No hay problema! lui dit-elle en partant vers la cuisine.

Lorsqu’elle revint avec son bol de salade, Monsieur Coton lui demanda si elle parlait couramment l’espagnol.

Je le parle presque aussi bien que le français, et je me débrouille de mieux en mieux en anglais à cause des touristes… Pour la langue russe cependant, je la comprends un peu à cause de papa, mais je n’en bredouille que quelques mots…

Monsieur Coton fut impressionné.

Et vous Jean, vous parlez une autre langue que le français?

— Malheureusement non, sauf le langage des chiffres… Les langues, c’est surtout pratique pour voyager alors que moi, je reste depuis toujours dans ce quartier… Disons que mes voyages se font purement d’une manière littéraire…

— Vous devriez pourtant le faire… Visiter le monde est certainement un de mes plus grands rêves… Je crois que j’ai toujours ressenti le besoin de découvrir certains mystères qui se cachent dans l’immensité de notre belle planète… Vous imaginez que pendant que nous vivons la journée d’aujourd’hui, certains vivent déjà demain…

Eva prononça ces paroles avec l’emportement d’une petite fille alors que le scintillement de ses yeux était devenu le miroir de ses rêves vagabonds. Elle reprit son souffle et lui dit :

— Je n’ai malheureusement jamais encore eu la chance de voyager, et présentement, tout comme vous, je me laisse plutôt transporter par les mots qui me transportent tout de même très loin…

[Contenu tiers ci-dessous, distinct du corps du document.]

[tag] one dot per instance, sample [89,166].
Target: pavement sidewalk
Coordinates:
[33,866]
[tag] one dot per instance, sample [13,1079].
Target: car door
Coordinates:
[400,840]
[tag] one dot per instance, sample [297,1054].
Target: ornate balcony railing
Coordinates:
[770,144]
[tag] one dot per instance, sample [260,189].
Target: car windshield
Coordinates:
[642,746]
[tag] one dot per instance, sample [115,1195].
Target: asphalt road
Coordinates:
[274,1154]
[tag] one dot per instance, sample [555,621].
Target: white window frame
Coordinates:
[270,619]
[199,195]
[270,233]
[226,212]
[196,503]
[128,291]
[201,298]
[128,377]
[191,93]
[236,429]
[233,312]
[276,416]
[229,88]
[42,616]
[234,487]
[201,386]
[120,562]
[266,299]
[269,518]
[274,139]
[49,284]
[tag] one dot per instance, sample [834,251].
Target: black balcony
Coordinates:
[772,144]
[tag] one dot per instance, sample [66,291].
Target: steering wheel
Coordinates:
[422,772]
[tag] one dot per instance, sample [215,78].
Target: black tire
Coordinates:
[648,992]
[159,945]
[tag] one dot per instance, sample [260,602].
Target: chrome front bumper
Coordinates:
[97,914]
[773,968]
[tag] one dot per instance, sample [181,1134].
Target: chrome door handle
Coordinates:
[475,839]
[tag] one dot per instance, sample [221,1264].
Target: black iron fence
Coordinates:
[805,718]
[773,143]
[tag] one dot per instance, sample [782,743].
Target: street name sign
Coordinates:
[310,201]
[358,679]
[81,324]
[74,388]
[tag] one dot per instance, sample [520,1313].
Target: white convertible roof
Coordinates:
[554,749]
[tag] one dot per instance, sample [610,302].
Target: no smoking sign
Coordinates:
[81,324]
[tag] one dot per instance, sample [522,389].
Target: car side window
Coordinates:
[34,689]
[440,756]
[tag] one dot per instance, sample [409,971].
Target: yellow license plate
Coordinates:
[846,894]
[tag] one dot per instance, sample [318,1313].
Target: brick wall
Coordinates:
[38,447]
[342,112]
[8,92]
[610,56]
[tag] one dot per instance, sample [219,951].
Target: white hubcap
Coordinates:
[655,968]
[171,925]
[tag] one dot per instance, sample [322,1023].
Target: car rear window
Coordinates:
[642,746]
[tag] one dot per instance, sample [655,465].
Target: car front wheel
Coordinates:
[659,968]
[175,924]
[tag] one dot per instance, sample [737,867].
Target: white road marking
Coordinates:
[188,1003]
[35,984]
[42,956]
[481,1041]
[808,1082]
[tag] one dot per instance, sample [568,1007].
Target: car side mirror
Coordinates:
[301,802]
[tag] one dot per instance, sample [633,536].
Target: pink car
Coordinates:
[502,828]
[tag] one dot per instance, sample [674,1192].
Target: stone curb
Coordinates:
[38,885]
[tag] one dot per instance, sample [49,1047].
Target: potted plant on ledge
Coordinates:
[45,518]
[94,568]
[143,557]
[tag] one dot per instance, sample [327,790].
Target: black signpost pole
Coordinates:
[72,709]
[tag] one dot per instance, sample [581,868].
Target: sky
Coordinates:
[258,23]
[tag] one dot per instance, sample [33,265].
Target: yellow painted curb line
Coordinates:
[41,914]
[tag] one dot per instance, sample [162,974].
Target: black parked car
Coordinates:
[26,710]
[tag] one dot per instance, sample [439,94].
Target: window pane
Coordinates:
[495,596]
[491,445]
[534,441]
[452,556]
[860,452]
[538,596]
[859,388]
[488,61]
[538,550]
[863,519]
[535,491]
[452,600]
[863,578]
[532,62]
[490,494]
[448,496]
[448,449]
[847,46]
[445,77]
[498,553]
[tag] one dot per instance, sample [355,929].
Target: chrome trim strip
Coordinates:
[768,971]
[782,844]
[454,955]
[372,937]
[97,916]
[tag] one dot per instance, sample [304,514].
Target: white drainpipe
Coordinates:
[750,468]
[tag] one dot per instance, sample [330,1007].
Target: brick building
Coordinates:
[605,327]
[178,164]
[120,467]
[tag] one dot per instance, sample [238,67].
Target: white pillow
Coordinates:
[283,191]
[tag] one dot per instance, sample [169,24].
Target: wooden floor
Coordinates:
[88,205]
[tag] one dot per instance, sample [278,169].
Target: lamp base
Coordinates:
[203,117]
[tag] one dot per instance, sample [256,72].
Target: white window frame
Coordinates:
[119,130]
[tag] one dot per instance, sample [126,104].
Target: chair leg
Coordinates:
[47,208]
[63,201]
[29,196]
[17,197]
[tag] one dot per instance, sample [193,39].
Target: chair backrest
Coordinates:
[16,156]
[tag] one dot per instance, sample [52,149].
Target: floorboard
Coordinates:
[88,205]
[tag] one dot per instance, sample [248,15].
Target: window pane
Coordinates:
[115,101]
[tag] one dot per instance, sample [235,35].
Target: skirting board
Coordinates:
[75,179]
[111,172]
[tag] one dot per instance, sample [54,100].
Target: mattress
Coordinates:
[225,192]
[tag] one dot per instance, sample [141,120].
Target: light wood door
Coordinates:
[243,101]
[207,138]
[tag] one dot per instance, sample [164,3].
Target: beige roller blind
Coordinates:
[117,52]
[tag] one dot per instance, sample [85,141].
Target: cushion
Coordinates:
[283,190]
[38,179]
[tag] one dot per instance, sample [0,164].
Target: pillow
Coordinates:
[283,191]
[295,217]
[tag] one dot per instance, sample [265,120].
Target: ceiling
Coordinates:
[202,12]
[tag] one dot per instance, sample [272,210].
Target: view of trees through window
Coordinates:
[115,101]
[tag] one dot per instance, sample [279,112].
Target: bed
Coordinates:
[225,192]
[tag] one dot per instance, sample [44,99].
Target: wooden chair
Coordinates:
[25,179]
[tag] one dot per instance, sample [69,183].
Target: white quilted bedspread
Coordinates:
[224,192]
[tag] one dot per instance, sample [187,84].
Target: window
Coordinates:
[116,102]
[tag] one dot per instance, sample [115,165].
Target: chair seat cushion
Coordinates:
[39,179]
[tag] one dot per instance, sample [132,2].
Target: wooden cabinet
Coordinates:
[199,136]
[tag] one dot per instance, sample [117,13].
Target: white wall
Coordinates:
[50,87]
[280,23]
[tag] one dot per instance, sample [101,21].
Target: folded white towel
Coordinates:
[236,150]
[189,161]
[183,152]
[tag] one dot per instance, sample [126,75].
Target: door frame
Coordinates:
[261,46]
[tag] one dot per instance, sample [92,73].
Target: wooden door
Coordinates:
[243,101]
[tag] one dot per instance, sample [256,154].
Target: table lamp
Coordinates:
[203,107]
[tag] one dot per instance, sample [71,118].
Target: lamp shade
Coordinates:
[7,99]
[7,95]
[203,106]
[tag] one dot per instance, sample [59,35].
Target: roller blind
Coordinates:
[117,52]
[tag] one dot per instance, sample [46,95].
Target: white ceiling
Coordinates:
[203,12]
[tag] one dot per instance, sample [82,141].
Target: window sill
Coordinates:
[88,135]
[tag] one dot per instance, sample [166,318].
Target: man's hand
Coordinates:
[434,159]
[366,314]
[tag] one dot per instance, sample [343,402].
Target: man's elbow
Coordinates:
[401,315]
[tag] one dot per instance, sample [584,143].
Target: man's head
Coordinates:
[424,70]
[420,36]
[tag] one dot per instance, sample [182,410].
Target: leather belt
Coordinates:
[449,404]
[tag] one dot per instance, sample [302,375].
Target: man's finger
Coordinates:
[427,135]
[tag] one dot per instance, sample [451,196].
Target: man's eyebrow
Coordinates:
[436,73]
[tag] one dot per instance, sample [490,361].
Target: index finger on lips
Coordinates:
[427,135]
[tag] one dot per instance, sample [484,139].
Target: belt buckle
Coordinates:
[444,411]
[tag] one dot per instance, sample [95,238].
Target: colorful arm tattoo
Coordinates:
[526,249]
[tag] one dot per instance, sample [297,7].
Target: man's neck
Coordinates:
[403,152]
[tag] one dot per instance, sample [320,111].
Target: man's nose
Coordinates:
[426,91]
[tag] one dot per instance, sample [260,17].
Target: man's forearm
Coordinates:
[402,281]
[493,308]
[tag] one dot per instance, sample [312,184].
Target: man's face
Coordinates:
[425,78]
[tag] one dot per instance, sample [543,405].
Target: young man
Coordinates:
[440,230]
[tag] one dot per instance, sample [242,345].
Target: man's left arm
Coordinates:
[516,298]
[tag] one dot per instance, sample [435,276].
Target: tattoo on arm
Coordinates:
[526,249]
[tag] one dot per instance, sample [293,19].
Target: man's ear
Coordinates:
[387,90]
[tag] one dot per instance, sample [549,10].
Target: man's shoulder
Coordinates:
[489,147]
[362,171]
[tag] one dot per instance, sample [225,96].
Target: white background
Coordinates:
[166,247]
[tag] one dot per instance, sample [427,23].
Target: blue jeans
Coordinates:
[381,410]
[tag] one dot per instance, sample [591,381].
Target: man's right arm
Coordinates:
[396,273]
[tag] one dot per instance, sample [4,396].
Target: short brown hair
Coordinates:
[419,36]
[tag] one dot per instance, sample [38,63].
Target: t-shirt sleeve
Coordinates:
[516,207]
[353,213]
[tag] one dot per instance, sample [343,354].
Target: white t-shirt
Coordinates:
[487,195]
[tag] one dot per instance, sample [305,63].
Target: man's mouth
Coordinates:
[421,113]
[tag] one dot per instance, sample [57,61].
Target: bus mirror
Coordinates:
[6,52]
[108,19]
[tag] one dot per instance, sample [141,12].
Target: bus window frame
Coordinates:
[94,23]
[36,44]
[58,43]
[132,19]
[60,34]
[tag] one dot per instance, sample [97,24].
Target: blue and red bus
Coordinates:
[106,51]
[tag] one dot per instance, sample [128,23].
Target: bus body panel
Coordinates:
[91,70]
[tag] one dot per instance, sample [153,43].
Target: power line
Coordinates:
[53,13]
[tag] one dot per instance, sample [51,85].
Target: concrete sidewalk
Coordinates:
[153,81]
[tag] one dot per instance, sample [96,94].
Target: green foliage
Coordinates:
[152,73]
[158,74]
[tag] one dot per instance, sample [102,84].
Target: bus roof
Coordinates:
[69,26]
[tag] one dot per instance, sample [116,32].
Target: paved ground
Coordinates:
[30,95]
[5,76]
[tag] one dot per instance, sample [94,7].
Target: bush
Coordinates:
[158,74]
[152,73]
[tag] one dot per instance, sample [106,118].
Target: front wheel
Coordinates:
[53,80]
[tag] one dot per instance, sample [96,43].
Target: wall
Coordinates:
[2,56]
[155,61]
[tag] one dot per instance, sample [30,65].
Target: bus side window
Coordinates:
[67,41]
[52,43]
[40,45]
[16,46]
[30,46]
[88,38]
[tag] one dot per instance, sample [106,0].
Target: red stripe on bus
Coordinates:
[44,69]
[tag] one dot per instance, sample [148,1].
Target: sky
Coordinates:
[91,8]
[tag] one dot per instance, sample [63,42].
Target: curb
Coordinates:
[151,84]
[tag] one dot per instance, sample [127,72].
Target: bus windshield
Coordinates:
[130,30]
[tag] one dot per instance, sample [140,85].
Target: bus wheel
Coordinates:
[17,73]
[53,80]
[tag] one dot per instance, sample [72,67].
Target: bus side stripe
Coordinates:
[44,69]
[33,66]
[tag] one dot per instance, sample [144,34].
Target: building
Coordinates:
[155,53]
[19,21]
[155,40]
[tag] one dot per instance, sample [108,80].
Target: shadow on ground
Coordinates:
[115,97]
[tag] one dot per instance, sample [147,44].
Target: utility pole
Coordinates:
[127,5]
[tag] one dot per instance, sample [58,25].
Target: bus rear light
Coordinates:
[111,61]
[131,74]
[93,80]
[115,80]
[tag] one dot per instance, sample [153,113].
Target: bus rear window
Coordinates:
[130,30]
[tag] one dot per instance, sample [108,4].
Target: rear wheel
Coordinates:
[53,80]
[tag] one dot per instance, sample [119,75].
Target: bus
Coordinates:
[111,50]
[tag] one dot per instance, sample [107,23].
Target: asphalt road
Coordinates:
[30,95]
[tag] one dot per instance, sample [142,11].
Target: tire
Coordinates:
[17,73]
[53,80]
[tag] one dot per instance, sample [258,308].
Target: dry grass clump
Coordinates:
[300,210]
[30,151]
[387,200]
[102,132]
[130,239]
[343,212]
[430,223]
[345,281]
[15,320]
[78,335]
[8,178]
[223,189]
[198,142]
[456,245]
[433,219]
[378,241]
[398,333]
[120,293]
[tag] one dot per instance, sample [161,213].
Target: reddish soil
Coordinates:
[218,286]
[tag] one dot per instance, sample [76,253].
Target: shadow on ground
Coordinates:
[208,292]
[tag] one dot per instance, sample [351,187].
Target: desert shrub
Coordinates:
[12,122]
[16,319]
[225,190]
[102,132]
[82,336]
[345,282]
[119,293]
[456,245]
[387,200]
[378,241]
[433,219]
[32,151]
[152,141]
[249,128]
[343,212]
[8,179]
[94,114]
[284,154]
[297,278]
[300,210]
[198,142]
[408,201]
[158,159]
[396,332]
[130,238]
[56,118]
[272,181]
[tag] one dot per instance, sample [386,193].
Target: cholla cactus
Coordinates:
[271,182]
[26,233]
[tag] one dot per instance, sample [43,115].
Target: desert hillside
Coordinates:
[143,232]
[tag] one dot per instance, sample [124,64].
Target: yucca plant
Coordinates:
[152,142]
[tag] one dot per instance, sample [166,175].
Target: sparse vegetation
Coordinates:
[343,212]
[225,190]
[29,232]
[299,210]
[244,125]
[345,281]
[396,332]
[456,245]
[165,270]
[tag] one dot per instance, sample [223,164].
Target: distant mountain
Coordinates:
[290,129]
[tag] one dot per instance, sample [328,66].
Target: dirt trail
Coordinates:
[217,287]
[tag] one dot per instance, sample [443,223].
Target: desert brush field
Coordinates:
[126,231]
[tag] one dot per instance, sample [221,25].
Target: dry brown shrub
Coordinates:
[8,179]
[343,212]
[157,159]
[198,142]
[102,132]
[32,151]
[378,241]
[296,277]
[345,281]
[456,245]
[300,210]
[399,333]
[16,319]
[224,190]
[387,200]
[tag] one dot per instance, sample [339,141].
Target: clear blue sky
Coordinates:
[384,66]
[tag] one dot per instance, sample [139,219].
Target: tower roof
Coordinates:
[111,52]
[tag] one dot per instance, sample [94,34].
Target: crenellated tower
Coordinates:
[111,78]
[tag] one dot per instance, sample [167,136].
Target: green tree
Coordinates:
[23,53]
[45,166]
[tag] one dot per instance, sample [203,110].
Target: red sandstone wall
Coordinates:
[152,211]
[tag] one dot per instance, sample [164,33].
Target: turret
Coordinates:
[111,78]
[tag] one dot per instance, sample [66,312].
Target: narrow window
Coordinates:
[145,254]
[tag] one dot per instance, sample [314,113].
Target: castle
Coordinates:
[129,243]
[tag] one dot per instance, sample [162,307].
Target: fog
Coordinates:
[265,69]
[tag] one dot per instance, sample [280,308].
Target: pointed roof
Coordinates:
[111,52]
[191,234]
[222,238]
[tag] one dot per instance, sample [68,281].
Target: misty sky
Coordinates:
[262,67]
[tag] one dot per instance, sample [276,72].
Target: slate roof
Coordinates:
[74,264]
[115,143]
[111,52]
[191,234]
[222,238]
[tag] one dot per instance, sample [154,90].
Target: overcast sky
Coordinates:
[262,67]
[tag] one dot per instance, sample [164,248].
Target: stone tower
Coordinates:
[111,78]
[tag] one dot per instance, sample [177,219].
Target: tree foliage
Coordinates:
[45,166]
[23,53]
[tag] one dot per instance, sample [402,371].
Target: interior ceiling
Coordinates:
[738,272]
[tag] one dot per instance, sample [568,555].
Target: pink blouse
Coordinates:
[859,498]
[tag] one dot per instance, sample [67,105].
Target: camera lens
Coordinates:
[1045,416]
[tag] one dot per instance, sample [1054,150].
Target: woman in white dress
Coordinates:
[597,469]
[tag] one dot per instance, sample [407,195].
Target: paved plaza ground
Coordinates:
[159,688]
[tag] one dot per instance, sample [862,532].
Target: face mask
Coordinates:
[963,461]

Monsieur Coton resta songeur en l’écoutant. Où puisait-elle cette force et cette confiance qui exultait de chacun de ses gestes et comment cette femme pouvait-elle n’éprouver aucune inhibition face aux rigueurs de la vie?

Il se dit qu’elle devait certainement être malheureuse à quelque part et qu’on ne pouvait pas toujours vivre avec l’ombre d’un rêve à nos trousses…

Il contempla encore une fois l’intensité de son sourire pendant qu’elle servait un autre client et dut admettre, malgré toutes ses études en mathématiques et sa rationalité reconnue, qu’il n’avait probablement encore rien compris à la logique de la vie.

***

(À suivre)

* Vous avez certainement des gens dans votre entourage qui savourent le silence d'une virgule ou le tumulte d'un point à la fin d'une phrase.
Si les mots sont les mystérieux passants de l'âme, ils ont toutefois besoin d'un regard pour exister...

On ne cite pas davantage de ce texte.